Article ID Journal Published Year Pages File Type
2101792 Biology of Blood and Marrow Transplantation 2016 9 Pages PDF
Abstract

•National registry enabled this analysis focusing on natural killer cell licensing and leukemia type.•Distinct susceptibility to donor natural killer cells exists between acute myeloid leukemia and acute lymphoid leukemia.•Transiently activated C1/C1 NK-cells appeared to target C1/C2 acute myeloid leukemia cells after stem cell transplantation.•Alloreactivity by natural killer cell may be masked when HLA-C–mismatch exists.•Donor HLA-C group for KIR2DL impacts on the outcome after HLA-C–mismatched stem cell transplantation.
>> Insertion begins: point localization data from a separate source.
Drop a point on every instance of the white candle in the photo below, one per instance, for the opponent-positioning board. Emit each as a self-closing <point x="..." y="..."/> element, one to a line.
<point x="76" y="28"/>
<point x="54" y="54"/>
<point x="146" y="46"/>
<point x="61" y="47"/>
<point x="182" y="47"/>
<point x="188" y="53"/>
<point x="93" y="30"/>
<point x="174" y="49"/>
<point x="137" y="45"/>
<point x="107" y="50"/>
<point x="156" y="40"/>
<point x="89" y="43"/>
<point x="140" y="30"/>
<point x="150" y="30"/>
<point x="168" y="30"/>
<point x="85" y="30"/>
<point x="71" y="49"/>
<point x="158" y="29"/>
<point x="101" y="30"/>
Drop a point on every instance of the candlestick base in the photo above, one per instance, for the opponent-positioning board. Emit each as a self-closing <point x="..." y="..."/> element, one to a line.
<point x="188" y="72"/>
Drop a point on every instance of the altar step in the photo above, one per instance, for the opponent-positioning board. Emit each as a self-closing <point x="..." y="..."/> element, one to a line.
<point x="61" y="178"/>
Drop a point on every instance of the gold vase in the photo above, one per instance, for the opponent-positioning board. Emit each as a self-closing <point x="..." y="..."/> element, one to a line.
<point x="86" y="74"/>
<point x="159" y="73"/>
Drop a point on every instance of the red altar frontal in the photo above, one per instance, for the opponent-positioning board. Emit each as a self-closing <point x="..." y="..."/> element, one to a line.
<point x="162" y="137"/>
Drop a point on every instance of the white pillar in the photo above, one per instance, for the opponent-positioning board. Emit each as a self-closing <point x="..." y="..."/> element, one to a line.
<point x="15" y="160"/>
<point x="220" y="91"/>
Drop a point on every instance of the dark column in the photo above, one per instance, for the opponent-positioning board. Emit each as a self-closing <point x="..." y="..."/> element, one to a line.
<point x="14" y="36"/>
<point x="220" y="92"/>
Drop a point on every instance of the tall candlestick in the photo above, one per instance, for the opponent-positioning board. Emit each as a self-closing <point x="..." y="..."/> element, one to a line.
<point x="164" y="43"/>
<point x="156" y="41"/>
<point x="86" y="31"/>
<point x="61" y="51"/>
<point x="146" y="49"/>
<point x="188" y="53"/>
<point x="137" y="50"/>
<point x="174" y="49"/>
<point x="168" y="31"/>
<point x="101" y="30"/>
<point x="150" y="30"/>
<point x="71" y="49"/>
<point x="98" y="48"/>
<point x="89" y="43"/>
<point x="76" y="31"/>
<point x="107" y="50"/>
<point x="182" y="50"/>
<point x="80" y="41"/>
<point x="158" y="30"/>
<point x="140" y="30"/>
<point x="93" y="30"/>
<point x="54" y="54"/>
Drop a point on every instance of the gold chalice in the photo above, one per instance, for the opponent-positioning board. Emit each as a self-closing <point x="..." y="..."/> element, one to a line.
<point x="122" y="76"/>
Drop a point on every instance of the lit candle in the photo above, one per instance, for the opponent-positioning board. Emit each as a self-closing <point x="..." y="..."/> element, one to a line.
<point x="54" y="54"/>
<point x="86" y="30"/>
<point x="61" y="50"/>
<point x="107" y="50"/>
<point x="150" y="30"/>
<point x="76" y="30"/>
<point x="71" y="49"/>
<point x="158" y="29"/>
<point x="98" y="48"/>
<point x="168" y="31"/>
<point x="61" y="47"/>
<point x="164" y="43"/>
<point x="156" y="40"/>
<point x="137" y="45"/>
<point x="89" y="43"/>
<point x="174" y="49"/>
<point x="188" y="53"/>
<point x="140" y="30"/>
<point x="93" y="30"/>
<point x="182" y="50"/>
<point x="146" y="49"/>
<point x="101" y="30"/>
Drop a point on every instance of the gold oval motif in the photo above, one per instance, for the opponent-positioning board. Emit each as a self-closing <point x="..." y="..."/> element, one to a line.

Licensing by self MHC class I ligands is required for proper natural killer (NK) cell response. NK cells with inhibitory killer cell immunoglobulin-like receptors for nonself MHC exhibit transient alloreactivity after hematopoietic stem cell transplantation (HSCT). We analyzed 3866 recipients in the Japan national registry who underwent their first allogeneic HSCT for acute myeloid leukemia (AML) or acute lymphoblastic leukemia (ALL) from HLA-A, -B, and -DRB1 allele-genomatched unrelated donors. By classifying them into 5 independent groups based on HLA-C group matching and assumed donor NK cell status, we found that for HLA-C–matched HSCT for AML in HLA-C1/C1 recipients, in whom transient alloreactivity against HLA-C2–negative leukemic cells was expected, the relapse rate was significantly lower than it was in HLA-C–matched HSCT for AML in HLA-C1/C2 recipients (hazard ratio [HR], .72; P = .011). This difference was not observed in HLA-C–matched HSCT for ALL. Compared with HLA-C–matched HSCT, significantly higher mortality was observed in HLA-C1/C1 AML patients who received transplants from HLA-C–mismatched HLA-C1/C1 donors (HR, 1.37; P = .001) and in HLA-C1/C1 ALL patients who received transplants from HLA-C2–positive donors (HR, 2.13; P = .005). In conclusion, donor selection based on leukemic subtype and donor HLA-C group matching improves transplantation outcome after HLA-C–mismatched HSCT.